Wireless Building-Automation Controls Improve Energy Efficiency
The message is beginning to stick: Building-automation systems (BAS) offer a cure for facilities that do not use energy efficiently. While increased demand for energy and its diminishing supply have combined to force the word green into managers’ vocabularies, BAS have stepped in as a reliable remedy for reducing energy use and carbon dioxide (CO2) emissions.
Maintenance and engineering managers can significantly reduce the challenge of improving the energy efficiency of their facilities by using battery-free and wireless building-automation controls. A wireless standard from the EnOcean Alliance gives managers a simple, unparalleled means of spreading information throughout buildings, an essential element in reducing energy. The EnOcean Alliance, with 100 automation manufacturers, aims to promote sustainable buildings via battery-free, wireless controls.
Since these peel-and-stick automation controls — sensors, switches, and controllers — are wireless and battery-free, they free integrators from the installation and maintenance hurdles that historically have stalled or prohibited widespread adaptation of BAS in institutional and commercial facilities.
Controlling Energy
Battery-free and wireless controls typify the technology the EnOcean wireless standard addresses.
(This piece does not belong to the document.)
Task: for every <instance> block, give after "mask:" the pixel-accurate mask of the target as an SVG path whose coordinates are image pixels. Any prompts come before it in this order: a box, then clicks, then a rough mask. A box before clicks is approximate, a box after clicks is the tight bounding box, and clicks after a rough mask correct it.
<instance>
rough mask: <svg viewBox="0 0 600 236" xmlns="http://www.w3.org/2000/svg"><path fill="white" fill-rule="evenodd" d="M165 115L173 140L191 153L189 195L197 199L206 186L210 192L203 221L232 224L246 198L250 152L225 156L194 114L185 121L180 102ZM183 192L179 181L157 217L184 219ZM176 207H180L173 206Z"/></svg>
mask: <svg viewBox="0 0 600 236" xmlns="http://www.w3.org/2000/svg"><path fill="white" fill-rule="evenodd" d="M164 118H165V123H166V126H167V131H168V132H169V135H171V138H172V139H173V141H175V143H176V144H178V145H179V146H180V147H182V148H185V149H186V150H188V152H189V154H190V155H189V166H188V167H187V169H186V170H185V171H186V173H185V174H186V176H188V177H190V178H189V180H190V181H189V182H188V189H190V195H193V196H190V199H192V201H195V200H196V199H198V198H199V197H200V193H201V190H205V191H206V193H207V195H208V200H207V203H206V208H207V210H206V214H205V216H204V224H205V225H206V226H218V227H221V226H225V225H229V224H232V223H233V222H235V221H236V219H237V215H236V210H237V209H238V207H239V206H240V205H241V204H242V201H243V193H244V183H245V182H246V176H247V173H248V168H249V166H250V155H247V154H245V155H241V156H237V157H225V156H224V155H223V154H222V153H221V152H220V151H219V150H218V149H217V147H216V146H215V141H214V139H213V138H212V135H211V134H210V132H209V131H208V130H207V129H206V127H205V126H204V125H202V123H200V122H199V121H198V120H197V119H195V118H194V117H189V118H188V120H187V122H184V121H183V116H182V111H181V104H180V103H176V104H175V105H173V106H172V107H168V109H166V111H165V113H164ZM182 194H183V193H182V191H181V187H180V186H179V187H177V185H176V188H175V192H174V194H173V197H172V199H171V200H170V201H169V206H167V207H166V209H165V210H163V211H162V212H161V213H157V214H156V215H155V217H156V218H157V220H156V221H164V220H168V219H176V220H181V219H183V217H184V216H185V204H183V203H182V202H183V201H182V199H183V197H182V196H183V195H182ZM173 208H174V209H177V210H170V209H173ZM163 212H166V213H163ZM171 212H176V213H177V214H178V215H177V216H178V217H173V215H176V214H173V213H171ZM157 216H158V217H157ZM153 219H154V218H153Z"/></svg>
The controls technology stems from a simple observation: Sensors capturing measured values reveal the energy state constantly changes. For example, when a user presses a switch, the temperature changes, or the luminance level varies.
This rudimentary operation also generates enough energy to send radio signals, which can help automate buildings. Instead of batteries, the controls technology uses miniature energy converters and capacitors that supply power to building sensors and switches. The bottomless power generation comes from linear motion converters, solar cells and thermal converters. These wireless sensors and switches house energy-harvesting and wireless technologies, which enable building energy management.
Energy harvesting helps generate radio signals from very small amounts of energy. Using just 50 microwatts of harvested power, an EnOcean-based control can transmit a radio signal 1,000 feet — 150 feet is typical indoors — through walls and ceilings. Part of the patented secret is using short signal durations. The entire radio-transmission process starts, executes, and completes in less than one one-thousandth of a second.